A recent South Carolina decision provides an example.1 The facts of the case were noted by the trial court:
Prior to Hurricane Matthew hitting South Carolina in October of 2016, the buildings belonging to the various Golf Colony plaintiffs had experienced numerous leak issues. …However, the various Golf Colony plaintiffs did not keep a master log or list of unit owners’ complaints. Therefore, Plaintiff does not know definitively if there were leaks or if other repairs were made to the units….In addition, on March 20, 2018, 18 months before Empire was notified of the Hurricane Matthew claim, a roofer…informed Plaintiff that a hailstorm had damaged the Plaintiff’s roofs….On May 15, 2018…Plaintiff’s property manager, reported damage to the roofs of the condominium buildings by hail and/or wind (unrelated to Hurricane Matthew) to their property insurer at that time, certain Underwriters at Lloyd’s, London, whose claims were administered by a company called ICAT Boulder Claims (those insurers are collectively referenced as ‘ICAT Boulder Claims’)…The date of loss for this hail and/or wind damage was listed as March 20, 2018.
Between June 1, 2018 and June 20, 2018, engineers hired by ICAT Boulder Claims, Christopher C. Basile, P.E. and J. Parks Payne, Jr., P.E. of Rimkus Consulting Group, Inc….

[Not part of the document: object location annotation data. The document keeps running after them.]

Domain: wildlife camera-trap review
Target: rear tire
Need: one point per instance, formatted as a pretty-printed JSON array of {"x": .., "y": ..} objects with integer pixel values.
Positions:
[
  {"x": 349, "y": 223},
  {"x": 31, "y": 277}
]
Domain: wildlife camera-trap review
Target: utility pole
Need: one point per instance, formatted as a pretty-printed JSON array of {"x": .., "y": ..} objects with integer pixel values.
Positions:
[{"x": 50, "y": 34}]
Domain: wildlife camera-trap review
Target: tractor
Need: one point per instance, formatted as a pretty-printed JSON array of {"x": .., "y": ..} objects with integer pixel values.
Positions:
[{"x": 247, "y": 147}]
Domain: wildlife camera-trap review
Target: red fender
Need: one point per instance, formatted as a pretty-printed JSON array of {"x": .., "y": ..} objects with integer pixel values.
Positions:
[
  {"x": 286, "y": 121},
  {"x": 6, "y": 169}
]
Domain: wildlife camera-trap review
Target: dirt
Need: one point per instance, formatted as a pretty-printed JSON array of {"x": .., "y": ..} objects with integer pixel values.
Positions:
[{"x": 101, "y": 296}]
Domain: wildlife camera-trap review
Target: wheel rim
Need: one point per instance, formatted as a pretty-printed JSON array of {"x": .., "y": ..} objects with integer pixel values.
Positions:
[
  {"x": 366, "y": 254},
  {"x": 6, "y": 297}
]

Let me stop in the middle of that last sentence. I bet that most readers of this blog, given that Rimkus was hired by the insurer to investigate the hail damage claim, can properly guess whether the hailstorm was denied. The unique part of this case was that a subsequent consultant hired by the policyholder agreed with Rimkus about the hailstorm damage:
Shortly after the ICAT Boulder Claims denial, Plaintiff retained a new consultant, Lewis O’Leary of ProBuilders…to verify or dispute the Rimkus Report’s findings……O’Leary is not a licensed professional engineer, but rather is a licensed general contractor….In his Report, Mr. O’Leary indicated his agreement with the Rimkus Report that the hail damage to the Plaintiff’s property was relatively minor….In addition, the ProBuilders Report opined that Hurricane Matthew may have caused damage to the roof, structure, sheetrock and interiors.
So, 35 months after the loss, the policyholder provided the insurance carrier notice of the hurricane Matthew loss. This is what the court found regarding this late reporting of loss:
It is undisputed that Empire did not receive a formal notice of loss from Plaintiff until nearly three (3) years after the storm event. Specifically, Hurricane Matthew hit South Carolina on or about October 8, 2016. Empire knew nothing of Plaintiff’s Hurricane Matthew damage claims until, at the earliest, September 10, 2019, which was the date of Plaintiff’s property loss notice. To construe “prompt” as encompassing a 35-month delay would remove all meaning from the word and fail to give effect to the intentions of the parties….Moreover, the rights of innocent parties are not in jeopardy. Rather, the insurance in question here is first-party coverage; and therefore, Plaintiff cannot be an ‘innocent party’ that ‘did nothing to jeopardize coverage.’ Here, under the terms of Section E(3) of the of the Condominium Association Coverage Form, the Plaintiff had an express duty to ‘[g]ive [Empire] prompt notice of the loss or damage, include a description of the property involved.’ Accordingly, Plaintiff cannot meet the innocent party exception because it had a duty under the Policy to inform Empire of any loss or damage as soon as possible.
In South Carolina, giving notice of loss 35 months after the loss, without more, is simply too late.
Thought For The Day
It is never too late to correct our mistakes. And if we do not, we risk repeating them.
1 Golf Colony Resort II v. Empire Indemnity Ins. Co., No 4:19-cv-3102 (D.S.C. Dec. 2, 2021).